Akademik Veri Yönetim Sistemi
Journal of Plastic, Reconstructive and Aesthetic Surgery, cilt.109, ss.3-11, 2025 (SCI-Expanded, Scopus)
Purpose: This study aimed to design a novel pH sensor for free flap monitoring and to evaluate its efficacy in a preliminary animal model, with the goal of supporting earlier detection of perfusion changes. Materials and methods: The study was conducted in two phases. First, the sensor was designed, fabricated, and validated through in vitro testing. In the second phase, 15 Sprague-Dawley rats were divided into three groups based on the type of vascular occlusion: arterial, venous, or total pedicle. A superficial inferior epigastric island flap was elevated in each animal, and the sensor was placed beneath the flap.
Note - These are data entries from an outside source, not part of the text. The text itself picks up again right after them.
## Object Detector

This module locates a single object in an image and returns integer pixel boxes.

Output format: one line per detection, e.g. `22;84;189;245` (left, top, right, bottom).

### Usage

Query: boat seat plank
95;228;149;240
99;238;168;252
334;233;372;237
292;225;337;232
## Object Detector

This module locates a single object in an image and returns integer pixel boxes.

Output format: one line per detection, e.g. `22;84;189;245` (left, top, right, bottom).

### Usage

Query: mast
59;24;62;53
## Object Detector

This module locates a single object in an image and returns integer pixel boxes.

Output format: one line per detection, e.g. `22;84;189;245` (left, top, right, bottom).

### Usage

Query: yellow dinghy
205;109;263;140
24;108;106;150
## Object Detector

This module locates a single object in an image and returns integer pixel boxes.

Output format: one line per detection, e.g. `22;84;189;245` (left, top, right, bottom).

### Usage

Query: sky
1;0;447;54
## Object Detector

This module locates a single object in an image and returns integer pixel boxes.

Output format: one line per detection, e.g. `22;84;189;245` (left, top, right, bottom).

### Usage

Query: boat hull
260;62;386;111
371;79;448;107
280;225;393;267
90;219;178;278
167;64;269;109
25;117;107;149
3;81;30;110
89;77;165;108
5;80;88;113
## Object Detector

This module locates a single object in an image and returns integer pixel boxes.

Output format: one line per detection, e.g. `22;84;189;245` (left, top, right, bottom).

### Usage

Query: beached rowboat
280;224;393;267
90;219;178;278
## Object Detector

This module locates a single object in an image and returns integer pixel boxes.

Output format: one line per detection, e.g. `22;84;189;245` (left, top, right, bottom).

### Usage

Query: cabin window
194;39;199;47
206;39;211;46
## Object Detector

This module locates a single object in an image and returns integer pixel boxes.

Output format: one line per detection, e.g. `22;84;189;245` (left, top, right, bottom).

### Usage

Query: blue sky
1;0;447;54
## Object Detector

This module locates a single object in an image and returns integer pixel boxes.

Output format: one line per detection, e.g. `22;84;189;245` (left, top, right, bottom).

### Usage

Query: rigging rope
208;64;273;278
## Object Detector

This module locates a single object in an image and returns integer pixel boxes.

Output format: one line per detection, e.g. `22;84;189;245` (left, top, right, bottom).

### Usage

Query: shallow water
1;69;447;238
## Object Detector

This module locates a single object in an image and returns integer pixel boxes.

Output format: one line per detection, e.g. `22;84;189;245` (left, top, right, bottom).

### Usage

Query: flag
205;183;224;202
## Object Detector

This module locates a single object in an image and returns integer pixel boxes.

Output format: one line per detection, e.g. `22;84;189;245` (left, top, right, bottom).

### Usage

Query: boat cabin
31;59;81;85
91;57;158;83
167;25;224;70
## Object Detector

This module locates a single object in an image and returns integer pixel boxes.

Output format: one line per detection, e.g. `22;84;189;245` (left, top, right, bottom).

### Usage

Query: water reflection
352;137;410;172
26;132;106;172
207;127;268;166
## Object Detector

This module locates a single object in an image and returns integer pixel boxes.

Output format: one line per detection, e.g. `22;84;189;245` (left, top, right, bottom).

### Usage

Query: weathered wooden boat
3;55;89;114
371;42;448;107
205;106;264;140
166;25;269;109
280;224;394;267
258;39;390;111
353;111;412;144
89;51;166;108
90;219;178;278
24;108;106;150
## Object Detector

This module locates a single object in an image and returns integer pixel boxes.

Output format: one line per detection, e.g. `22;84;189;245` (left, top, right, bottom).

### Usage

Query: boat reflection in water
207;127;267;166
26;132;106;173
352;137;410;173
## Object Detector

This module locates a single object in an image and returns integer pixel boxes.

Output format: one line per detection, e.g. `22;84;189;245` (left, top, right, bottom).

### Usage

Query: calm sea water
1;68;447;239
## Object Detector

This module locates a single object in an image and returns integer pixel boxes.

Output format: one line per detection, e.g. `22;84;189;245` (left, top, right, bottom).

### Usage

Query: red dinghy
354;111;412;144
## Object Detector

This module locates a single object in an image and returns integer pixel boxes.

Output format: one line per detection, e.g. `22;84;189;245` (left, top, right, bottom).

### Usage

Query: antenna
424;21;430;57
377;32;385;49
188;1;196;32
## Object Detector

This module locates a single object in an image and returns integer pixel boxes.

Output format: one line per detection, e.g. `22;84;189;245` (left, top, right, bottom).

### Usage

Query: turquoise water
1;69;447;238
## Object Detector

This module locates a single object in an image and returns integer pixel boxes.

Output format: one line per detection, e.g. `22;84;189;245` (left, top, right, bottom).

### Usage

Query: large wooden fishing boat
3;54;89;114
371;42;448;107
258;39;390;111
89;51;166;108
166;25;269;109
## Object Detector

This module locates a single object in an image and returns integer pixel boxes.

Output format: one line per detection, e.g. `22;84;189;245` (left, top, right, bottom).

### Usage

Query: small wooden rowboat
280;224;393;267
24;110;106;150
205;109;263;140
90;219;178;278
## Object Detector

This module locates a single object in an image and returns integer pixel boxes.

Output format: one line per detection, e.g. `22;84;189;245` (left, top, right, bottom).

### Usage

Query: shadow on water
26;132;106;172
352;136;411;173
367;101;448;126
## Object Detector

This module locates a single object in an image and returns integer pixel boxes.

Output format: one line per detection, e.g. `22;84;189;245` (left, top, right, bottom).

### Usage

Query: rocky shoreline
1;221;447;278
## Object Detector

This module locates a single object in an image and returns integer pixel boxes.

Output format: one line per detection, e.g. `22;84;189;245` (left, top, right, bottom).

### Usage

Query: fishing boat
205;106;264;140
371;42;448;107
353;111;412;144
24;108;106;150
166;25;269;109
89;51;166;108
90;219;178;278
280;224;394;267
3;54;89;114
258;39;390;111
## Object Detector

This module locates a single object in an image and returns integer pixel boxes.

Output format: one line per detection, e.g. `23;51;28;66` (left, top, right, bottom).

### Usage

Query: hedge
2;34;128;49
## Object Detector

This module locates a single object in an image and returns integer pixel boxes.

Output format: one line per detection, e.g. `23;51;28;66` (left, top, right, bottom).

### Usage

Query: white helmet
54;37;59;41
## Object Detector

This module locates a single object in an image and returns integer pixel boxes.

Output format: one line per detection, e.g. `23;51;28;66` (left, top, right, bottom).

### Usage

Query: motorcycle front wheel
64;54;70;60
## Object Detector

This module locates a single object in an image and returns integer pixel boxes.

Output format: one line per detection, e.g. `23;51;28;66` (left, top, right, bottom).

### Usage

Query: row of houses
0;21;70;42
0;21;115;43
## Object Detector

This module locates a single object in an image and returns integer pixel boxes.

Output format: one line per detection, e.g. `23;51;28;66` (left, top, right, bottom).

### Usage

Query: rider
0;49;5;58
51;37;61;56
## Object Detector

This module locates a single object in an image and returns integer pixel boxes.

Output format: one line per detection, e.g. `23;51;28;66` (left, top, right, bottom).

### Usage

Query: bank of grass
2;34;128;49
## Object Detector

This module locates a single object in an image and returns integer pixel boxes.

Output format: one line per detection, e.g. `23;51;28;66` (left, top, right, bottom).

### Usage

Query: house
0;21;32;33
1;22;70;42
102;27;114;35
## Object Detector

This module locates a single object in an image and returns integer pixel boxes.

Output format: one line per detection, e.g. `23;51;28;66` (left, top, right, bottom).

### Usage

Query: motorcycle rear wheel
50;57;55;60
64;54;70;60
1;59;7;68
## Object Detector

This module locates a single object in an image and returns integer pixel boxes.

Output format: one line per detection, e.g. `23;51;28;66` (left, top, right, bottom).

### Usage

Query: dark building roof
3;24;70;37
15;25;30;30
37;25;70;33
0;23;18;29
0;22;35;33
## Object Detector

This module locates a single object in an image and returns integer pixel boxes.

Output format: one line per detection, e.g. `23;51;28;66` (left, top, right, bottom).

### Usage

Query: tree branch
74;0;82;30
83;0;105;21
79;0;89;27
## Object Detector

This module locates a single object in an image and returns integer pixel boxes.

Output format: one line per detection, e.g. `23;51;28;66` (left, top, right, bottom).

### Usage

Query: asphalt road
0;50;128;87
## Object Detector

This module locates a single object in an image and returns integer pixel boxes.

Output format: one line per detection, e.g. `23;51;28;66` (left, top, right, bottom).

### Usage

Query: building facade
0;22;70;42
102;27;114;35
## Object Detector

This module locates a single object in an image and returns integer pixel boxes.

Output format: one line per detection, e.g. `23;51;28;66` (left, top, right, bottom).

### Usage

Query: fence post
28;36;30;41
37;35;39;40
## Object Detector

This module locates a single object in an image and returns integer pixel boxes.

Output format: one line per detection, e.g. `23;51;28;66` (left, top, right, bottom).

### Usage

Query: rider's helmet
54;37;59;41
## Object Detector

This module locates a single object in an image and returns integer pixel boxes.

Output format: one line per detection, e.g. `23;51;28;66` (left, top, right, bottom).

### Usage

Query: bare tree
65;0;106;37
Continuous measurements were recorded for baseline, occlusion, recovery, and repeat occlusion phases, each lasting 20 minutes. Results: Arterial and venous occlusions produced characteristic current signal peaks, whereas pedicle occlusion resulted in irregular, noisy readings. The mean response times were 104.8, 130, and 170 seconds for the arterial, venous, and pedicle groups, respectively. Conclusion: In this pilot study, the novel pH sensor detected changes in current output following vascular occlusion in a rat flap model. These findings suggest potential for use in free flap monitoring. Further development is needed to produce biocompatible, wireless, and clinically applicable versions for human use.